Fear is a draining emotion, lessening our enjoyment and ability to deal with life, and is of course the state of consciousness that evil, wicked controllers seek to promote and propagate using the multitude of financial, legal, and mass influence devices at their disposal.
Many are driven to conform to intolerable societal conditions simply because of the fear of being left to rot not to say punished for being themselves and following their innermost instincts.
[Others will respond to fear by attacking others whom they perceive as being a threat (see Consequences of Worldview).]
This is why economic anxiety is such a plague on people and especially the youth of today. For it is the need to acquire money and possess it that stops many from exploring their consciousness and their creative selves, that makes them get involved with institutions and organisations which are harmful to them but nonetheless keep them within arm's reach of monetary solvency.
I associate feelings of fear in my psyche with often a sense that, should negative events occur in my life, particularly of a financial and bereavement nature, I will be overwhelmed and unable to cope; that is to say, I think the degree of control one feels one has on one's inner self - which is essential for any degree of self-agency to manifest - is proportional to one's levels of psychological fear.
This is why many people with anxiety or depressive disorders are more at the mercy of fear since their level of control over their emotions and therefore their environmental conditions is greatly reduced, leading them to feel overwhelmed and unable to cope far quicker than individuals who, while undergoing difficulties, are still largely agents of rational free will based in expanded (love) rather than shut-down (fear) consciousness.
My personal coping mechanism with the feeling of anxious fear - sometimes referred to as existential angst - is to accept it rather than fight it but still make the conscious effort to listen to what my higher brain, rational functions are telling me rather than respond and give in to the emotional part of my mind and body's physiology.
This is easier said than done but is a life skill that can be honed with deliberate and disciplined practice as and when angst is felt. This skill, as I said, is to be able to experience intense fearful feeling without taking it too seriously or giving it more than its due as opposed to bloody-minded rational agency, which can operate in spite of emotional fear (the true meaning of courage), even though many will argue that fear in some cases is rational.
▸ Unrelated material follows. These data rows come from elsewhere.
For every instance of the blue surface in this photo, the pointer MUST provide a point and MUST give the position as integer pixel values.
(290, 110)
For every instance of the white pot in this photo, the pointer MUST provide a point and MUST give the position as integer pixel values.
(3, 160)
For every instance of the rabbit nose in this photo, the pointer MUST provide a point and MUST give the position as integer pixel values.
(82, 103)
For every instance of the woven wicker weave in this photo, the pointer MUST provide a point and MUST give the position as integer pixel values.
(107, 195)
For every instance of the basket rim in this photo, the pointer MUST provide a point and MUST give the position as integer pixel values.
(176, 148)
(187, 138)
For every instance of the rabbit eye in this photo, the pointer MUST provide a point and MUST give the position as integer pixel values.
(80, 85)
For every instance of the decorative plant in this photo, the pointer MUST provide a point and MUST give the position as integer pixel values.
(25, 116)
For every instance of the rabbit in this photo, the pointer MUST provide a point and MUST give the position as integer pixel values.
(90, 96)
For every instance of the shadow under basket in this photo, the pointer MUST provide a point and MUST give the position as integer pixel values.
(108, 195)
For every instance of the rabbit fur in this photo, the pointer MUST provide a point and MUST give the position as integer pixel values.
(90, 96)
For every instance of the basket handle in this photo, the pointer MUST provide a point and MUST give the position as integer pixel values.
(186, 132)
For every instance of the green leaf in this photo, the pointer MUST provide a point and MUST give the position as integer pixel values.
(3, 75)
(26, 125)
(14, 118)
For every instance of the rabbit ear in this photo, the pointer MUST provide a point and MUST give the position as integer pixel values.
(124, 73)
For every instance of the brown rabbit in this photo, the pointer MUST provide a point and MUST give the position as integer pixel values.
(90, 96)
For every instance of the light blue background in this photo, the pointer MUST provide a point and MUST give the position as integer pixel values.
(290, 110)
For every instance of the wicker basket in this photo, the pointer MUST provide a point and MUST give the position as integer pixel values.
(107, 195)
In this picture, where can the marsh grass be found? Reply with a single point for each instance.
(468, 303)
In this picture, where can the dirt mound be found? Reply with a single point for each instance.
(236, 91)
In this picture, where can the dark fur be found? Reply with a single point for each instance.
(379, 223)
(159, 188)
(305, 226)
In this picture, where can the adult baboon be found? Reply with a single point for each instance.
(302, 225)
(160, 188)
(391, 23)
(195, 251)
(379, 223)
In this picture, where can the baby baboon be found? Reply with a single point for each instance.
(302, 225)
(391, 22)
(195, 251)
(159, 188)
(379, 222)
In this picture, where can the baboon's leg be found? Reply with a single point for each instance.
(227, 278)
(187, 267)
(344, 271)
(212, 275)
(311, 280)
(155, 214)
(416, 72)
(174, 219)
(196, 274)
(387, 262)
[Put more succinctly: I'm not saying fear can always be overcome but I do think it a good idea to act in spite of it whilst feeling and accepting it for what it is by appealing to higher brain functions and reasoning powers.]
However it is usually the case that fear is irrational because even though one might have good reason to be afraid when, say, faced with a dog affected by rabies or an armed assailant, how often do such caricatural and context-specific instances of rational fear occur as opposed to generalised, often economically and people-induced, feelings of angst which have to do more with the unknown, i.e. what might have happened in the recent past or may happen in the future?